Toxic positivity

Unbridled positivity has become a business religion

Over the weekend, I ran by a bunch of food trucks setting up for a Fourth of July celebration off the beach. One caught my eye with a truly on-brand message for Miami: “Surround yourself with tacos, not negativity.” Miami is rife with those kinds of public exhortations of positivity. An outdoor gym across the street – another oddity of Miami is people doing pullups next to the bus stop, no judgments  – gives me tough love positivity, “Only you can make it happen, so make it happen.” This kind of messaging is easier when there’s a lot of sun and the beach is beckoning. Miami is filled with people who wear “Good vibes only” shirts.

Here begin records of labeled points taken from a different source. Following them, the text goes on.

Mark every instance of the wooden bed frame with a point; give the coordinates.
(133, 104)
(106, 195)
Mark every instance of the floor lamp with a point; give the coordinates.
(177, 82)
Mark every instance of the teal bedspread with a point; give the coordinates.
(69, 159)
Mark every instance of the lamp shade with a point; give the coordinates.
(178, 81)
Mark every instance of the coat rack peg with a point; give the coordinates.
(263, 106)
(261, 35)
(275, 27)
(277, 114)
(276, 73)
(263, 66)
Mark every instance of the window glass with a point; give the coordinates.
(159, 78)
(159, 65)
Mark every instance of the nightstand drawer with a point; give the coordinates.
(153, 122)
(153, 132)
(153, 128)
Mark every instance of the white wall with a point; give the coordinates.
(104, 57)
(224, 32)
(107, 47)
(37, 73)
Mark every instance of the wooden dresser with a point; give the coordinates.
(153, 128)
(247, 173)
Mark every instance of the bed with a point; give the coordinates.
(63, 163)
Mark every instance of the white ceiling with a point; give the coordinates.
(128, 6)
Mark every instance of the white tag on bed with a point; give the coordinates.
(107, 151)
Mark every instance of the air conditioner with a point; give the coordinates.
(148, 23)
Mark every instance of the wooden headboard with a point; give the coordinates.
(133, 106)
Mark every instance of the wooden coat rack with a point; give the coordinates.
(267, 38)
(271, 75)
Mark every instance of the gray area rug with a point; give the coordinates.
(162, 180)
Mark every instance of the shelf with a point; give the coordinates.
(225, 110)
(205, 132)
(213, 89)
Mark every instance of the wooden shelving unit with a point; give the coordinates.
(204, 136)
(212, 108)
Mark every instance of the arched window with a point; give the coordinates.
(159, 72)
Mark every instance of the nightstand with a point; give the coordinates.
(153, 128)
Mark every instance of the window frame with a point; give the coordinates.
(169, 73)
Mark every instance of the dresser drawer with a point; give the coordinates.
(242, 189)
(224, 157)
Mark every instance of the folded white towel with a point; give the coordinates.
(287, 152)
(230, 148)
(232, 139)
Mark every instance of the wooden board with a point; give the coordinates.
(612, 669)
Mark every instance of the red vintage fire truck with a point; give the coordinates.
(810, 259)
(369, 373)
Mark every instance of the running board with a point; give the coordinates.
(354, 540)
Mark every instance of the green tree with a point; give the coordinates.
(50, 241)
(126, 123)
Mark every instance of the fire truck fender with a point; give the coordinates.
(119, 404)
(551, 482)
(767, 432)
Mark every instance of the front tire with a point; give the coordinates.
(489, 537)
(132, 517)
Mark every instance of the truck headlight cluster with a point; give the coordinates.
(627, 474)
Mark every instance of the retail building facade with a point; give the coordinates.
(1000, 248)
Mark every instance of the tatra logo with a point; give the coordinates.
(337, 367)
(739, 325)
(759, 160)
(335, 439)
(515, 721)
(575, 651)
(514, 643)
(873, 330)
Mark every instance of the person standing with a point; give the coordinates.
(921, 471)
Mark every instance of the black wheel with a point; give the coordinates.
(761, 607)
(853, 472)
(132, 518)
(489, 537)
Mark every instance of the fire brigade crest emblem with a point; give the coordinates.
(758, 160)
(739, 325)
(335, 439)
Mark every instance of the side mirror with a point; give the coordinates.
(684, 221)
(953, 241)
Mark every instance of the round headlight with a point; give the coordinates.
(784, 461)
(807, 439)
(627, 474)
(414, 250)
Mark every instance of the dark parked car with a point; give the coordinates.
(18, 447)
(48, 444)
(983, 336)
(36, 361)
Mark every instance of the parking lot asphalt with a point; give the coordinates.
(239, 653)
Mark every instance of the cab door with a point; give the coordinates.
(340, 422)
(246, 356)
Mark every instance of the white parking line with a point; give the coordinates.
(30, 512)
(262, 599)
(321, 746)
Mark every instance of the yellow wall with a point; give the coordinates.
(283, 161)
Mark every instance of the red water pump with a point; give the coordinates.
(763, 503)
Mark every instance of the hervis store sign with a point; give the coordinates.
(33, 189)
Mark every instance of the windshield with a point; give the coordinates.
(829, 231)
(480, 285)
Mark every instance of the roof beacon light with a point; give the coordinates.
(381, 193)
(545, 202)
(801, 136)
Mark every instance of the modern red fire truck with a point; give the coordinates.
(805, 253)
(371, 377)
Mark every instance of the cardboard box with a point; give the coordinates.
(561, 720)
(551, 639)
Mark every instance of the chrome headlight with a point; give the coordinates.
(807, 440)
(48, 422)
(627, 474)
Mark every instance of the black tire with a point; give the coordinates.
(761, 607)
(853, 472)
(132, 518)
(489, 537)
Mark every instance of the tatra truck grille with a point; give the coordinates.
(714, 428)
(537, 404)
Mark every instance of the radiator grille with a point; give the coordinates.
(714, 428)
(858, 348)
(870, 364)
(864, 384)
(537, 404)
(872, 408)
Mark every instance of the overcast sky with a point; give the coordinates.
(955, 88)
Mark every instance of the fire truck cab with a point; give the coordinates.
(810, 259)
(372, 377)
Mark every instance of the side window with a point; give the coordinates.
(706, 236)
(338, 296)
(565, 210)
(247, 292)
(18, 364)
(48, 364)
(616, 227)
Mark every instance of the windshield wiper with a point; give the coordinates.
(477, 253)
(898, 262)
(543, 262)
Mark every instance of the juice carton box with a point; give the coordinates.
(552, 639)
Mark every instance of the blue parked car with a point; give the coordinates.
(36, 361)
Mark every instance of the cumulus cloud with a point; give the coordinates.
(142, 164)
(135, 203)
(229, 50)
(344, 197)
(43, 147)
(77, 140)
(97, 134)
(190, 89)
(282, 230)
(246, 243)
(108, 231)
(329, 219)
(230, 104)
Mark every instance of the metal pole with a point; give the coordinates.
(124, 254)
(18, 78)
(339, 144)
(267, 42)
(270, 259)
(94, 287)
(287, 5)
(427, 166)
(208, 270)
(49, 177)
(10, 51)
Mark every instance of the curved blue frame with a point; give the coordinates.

It’s also a reason I think a lot of New Yorkers roll their eyes at Miami. It’s all so… fake. Always happy? In this economy? Unbridled positivity has become something of a business religion, outlasting (maybe) the hustle culture. Like hustle, it takes something that most would agree is a good thing (working hard) and takes it to an extreme (performative obsessiveness). It goes hand in hand with the rise of therapy speak in business. Mitt Romney divided Americans between “makers and takers,” the positivity gospel holds that there are the sunny optimists and the surly cynics. As with most narratives, the narrator casts themself as the protagonist; the optimists inherit the earth, one TedX at a time. Much of LinkedIn is powered by this psycho babble that often reads as a reheating of Norman Peale’s The Power of Positive Thinking from the 1950s. (Trump was a fan.)